Als sie Jacobs Zimmer erreichte, blieb sie ein paar Sekunden vor der Tür stehen und lauschte. Alles war absolut still hier oben. Sie rief noch einmal seinen Namen, dieses Mal etwas lauter. Falls er Kopfhörer aufhatte und Musik hörte, hätte er sie wahrscheinlich sowieso nicht gehört. Doch es folgte keine Reaktion.

Sie klopfte und als sie immer noch keine Antwort erhielt, öffnete sie die Tür einen Spalt breit. Das Zimmer lag im Dunkeln und es schwang ihr nur die Stille des leeren Raumes entgegen. Jacob war also nicht in seinem Zimmer, wie sie erwartet hatte. Doch wo war er dann?

5

Denise rief noch mal seinen Namen. Sollte sie auch das Zimmer von André überprüfen? Sie blieb vor seiner Tür stehen, aber noch zögerte sie und dachte an das Versprechen, das sie ihrem Sohn gegeben hatte. Wie oft hatte sie ihm versichert, seine Privatsphäre zu respektieren?

Bevor sie den Türgriff herunterdrückte, klopfte sie auch an diese Tür und rief noch mal nach Jacob. Doch die Tür zu Andrés Zimmer war fest verschlossen. Um ganz sicherzugehen, warf sie auch noch einen Blick ins Badezimmer. Doch Jacob war auch nicht hier.

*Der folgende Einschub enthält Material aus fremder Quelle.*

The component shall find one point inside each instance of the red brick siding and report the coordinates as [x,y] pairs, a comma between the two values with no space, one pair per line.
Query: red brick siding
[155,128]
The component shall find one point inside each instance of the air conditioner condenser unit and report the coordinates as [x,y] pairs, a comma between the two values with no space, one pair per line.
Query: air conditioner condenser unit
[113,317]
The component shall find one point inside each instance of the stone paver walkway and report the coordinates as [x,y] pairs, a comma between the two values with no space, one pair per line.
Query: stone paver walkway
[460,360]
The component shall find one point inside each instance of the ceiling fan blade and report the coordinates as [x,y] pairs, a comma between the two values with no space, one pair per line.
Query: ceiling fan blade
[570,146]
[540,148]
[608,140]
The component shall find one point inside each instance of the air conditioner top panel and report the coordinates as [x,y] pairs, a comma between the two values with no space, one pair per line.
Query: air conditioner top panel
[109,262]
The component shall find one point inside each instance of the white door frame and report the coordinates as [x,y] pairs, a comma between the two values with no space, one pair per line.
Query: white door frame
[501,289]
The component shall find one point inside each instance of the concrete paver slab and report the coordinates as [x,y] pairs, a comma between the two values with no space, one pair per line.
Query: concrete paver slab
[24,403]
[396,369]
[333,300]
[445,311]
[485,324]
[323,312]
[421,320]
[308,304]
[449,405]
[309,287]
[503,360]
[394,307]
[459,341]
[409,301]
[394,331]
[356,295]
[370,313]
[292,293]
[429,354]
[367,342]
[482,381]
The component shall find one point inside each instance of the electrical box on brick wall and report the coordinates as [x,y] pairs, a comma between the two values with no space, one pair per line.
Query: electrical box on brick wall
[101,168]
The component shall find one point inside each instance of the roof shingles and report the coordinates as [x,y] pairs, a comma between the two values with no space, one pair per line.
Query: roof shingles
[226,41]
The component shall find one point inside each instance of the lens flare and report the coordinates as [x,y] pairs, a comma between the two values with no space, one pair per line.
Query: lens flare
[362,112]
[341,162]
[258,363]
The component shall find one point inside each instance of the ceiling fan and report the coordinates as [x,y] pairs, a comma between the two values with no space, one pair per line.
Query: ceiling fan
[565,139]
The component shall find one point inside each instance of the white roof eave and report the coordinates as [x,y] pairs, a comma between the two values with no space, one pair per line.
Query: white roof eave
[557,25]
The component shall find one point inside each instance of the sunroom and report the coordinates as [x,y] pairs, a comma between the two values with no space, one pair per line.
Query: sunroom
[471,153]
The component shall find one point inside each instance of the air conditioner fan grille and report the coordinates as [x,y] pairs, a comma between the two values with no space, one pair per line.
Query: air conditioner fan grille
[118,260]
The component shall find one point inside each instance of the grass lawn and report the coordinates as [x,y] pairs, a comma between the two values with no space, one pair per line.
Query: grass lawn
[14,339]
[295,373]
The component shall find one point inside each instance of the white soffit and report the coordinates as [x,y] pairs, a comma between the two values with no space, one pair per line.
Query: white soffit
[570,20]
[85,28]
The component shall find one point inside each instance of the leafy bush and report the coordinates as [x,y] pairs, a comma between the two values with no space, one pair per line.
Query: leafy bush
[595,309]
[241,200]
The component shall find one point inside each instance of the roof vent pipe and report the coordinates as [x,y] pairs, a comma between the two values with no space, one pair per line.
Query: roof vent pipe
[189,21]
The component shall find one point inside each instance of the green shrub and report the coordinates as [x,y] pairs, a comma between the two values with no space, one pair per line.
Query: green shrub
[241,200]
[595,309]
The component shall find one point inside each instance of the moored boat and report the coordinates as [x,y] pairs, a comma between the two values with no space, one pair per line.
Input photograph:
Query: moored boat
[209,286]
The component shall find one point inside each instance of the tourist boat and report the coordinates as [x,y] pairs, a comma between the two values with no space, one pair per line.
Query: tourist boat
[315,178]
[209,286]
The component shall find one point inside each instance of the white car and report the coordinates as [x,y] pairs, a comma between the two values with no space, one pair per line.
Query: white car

Denise ging wieder nach unten und setzte sich an den gedeckten Tisch. Sie überlegte und versuchte sich an die Unterhaltung von heute Morgen zu erinnern. Hatte Jacob von seinen Plänen gesprochen? Sie holte ihr Handy aus ihrer Hosentasche und rief ihn an. Es klingelte. Wenigstens war sein Handy nicht ausgeschaltet! Doch leider ging nur die Mailbox ran.

„Hey Jacob! Mama hier“, sprach Denise auf das Band. „Irgendwie habe ich deine Pläne für heute Abend nicht mehr im Kopf. Melde dich mal zurück, damit ich weiß, wo du steckst.“

Sie hoffte, er würde die Nachricht abhören und sich bald zurückmelden. Handys waren in seinem Alter nicht immer gang und gäbe. Einige Mitschüler hatten auch schon welche, aber andere duften noch keines haben. Denise war anfangs auch skeptisch gewesen. Immerhin wollte sie nicht, dass ihr Sohn zu viel Zeit auf diesen Bildschirm starrte und nichts mehr von seiner Umwelt mitbekam. Doch Jacob hatte sein Handy meist nur irgendwo herumliegen und oft musste sie ihn überhaupt erst daran erinnern, es mitzunehmen, wenn er das Haus verließ. In seinem Leben spielte das Handy noch keine wichtige Rolle. Ganz anders als bei seinem älteren Bruder.

André sah man kaum noch ohne sein Smartphone. Es war immer in seiner Nähe oder andersherum, er war immer in der Nähe seines Smartphones. Als er anfing, es mit an den Esstisch zu bringen, sprach Denise ein Machtwort. Ihr Mann hatte damals nur die Augen verdreht. Aber letztendlich hatten sie sich darauf geeinigt, dass es beim Essen kein Platz für diesen technischen Schnickschnack gab. Und seither klappte das auch ganz gut.

Auch wenn sie nur noch zu dritt waren, so hielten sie weiterhin diese Abmachung ein. Bis jetzt.

Denise nahm ein paar Bissen von ihrem Brot, doch irgendwie war ihr der Appetit vergangen. Sie starrte immer wieder auf ihr Handy und wartete auf ein Zeichen von ihrem Sohn. Nein, sie konnte jetzt nichts essen! In ihrem Inneren breitete sich eine Unruhe aus und sie konnte keine Sekunde länger sitzen bleiben. Sie stand auf und räumte den Tisch ab. Sie stellte alles wieder an seinen Platz zurück und ging ins Wohnzimmer.